Polynomial Roots
The roots (sometimes called zeroes or solutions) of a polynomial \(P(x)\) are the values of \(x\) for which \(P(x)\) is equal to zero. Finding the roots of a polynomial is sometimes called solving the polynomial.
For example, if \(P(x)=x^2-5x+6\), then the roots of the polynomial \(P(x)\) are \(2\) and \(3\), since both \(P(2)\) and \(P(3)\) are equal to zero.
Contents
Introduction
A polynomial is a special kind of mathematical expression that looks like this:
\[a_n x^n+a_{n-1}x^{n-1}+a_{n-2}+x^{n-2}+\cdots+a_2x^2+a_1x+a_0=\displaystyle\sum_{i=0}^n a_i x^i.\]

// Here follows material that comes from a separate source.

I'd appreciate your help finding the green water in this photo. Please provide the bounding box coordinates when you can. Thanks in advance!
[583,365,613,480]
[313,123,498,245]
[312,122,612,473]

If \(a_n\) is not equal to zero, then we say that the polynomial has degree \(n\). According to the fundamental theorem of algebra any polynomial with degree \(n\) has \(n\) complex roots, counted with multiplicity.
Finding Roots
Finding the root of a linear polynomial (a polynomial with degree one) \(ax+b\) is very straightforward. The formula for the root is \(-\frac{b}{a}\) (although calling this a formula is going a bit overboard).

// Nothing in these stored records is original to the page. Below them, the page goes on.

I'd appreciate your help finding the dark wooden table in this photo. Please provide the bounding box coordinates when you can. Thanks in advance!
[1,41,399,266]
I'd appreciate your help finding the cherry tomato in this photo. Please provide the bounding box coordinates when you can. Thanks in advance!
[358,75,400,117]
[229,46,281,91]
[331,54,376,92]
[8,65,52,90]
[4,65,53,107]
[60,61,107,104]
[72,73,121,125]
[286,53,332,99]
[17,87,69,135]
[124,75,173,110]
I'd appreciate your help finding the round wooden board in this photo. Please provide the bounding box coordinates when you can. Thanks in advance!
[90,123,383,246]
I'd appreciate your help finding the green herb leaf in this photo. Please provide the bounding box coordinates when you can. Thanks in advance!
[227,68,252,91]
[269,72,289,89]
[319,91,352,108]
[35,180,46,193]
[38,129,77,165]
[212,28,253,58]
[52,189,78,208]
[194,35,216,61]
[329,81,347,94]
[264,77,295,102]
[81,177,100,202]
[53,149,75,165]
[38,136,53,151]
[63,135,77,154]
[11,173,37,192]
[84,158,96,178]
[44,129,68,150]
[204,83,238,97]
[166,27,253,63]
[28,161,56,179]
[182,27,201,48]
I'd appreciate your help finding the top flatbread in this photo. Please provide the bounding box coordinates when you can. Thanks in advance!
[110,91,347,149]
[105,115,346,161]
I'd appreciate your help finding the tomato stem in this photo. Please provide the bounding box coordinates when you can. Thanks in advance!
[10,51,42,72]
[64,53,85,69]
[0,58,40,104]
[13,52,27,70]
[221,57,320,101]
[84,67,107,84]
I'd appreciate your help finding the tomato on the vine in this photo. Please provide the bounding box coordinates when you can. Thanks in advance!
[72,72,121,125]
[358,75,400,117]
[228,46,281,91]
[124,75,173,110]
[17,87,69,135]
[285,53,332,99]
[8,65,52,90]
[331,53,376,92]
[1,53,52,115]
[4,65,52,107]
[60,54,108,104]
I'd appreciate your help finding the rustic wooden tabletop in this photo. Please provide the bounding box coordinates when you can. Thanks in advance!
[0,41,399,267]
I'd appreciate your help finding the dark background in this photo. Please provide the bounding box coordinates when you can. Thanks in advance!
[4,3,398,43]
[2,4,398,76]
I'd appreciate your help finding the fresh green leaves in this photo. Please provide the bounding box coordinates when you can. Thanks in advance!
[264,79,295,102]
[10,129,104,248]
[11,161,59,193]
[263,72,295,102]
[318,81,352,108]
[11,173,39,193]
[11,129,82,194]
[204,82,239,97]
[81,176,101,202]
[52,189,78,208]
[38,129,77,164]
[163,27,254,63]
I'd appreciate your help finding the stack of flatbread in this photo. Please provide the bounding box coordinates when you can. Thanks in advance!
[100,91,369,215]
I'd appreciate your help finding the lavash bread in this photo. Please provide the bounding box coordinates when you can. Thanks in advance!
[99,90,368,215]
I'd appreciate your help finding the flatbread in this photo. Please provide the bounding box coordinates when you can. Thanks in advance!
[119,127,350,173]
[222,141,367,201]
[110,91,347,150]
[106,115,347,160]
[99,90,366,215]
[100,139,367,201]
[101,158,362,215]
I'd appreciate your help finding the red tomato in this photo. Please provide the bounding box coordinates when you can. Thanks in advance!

The roots for a quadratic polynomial (a polynomial with degree two) \(ax^2+bx+c\) is given by the formula \[\dfrac{-b\pm\sqrt{b^2-4ac}}{2a}.\]
The formula for the roots of a cubic polynomial (a polynomial with degree three) is a bit more complicated while the formula for the roots of a quartic polynomial (a polynomial with degree four) would fill two blackboards!
What about fifth-degree (quintic) polynomials? What about polynomials with higher degrees?
About \(170\) years ago, a young mathematician by the name of Henrik Abel proved that it is impossible to find a formula for the solutions of a quintic polynomial by adding, subtracting, multiplying, dividing and taking \(n^\text{th}\) roots. More formally speaking, a quintic polynomial is not solvable by radicals.
Henrik Abel
The same is true for polynomials with higher degrees.
Properties
\(1\). If the coefficients of a polynomial are real and if \(a+ib\) is a root of that polynomial, then so is \(a-ib\). See Complex Conjugate Root Theorem.
\(2\). If a polynomial with rational coefficients has \(a + \sqrt{b}\) as a root, where \(a, b\) are rational and \(\sqrt{b}\) is irrational, then \(a − \sqrt{b}\) is also a root.